We propose to address this problem with an astronomical survey, the Dark Energy Survey (DES), which will use a state of the art, wide-field, CCD imager and an existing telescope. We plan to carry out this survey using a new 3 deg2 CCD camera, DECam, mounted on the Blanco 4-m telescope at Cerro Tololo Inter-American Observatory (CTIO). We plan to build and deploy the new instrument, the Dark Energy Camera, and a powerful data management system with the support of Fermilab, NCSA, NOAO and the other partner institutions.

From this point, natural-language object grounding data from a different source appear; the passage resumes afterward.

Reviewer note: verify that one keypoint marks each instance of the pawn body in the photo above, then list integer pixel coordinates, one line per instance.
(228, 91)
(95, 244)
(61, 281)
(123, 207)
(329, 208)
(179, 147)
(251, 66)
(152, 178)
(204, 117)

The Dark Energy Survey will enable measurements of the dark energy and dark matter densities and the dark energy equation of state through four independent methods: galaxy clusters, weak gravitational lensing, galaxy angular clustering (baryon acoustic oscillations), and supernovae. These methods, highlighted by the Dark Energy Task Force Report (DETF) as the most promising, are doubly complementary: they constrain different combinations of cosmological model parameters and are subject to different systematic errors. By exploiting this multiplicity, the DES will make a substantial and robust advance in the precision of dark energy measurements at the level envisioned for a DETF Stage III (i.e., near-term, intermediate-scale) experiment. It will also explore and develop methods to mitigate the systematic errors for the different dark energy methods.
The DES comprises two multi-band imaging surveys, a wide-field survey and a narrow time-domain survey. The wide-field survey covers 5000 sq. deg. in the south Galactic cap, completely encompassing the 4000 sq. deg. area of the South Pole Telescope (SPT) Sunyaev-Zel'dovich effect (SZE) survey, and reaches 24th magnitude in the griz filters. The depth and filter coverage of the wide-field survey are chosen primarily to achieve accurate galaxy and cluster photo-z measurements to redshifts z > 1. The wide-field survey will detect over 100,000 galaxy clusters and will measure shapes, photo-z's, and positions for 300 million galaxies.
The DES Supernova (SN) Survey involves frequent, repeat imaging of a much smaller area of sky to discover and measure large numbers of supernova light curves; the current SN survey strategy features deep imaging in the riz filters over 9 sq. deg. with a cadence of 5 visits per lunation, yielding good-quality light curves for over 1000 type Ia supernovae to redshift z~1.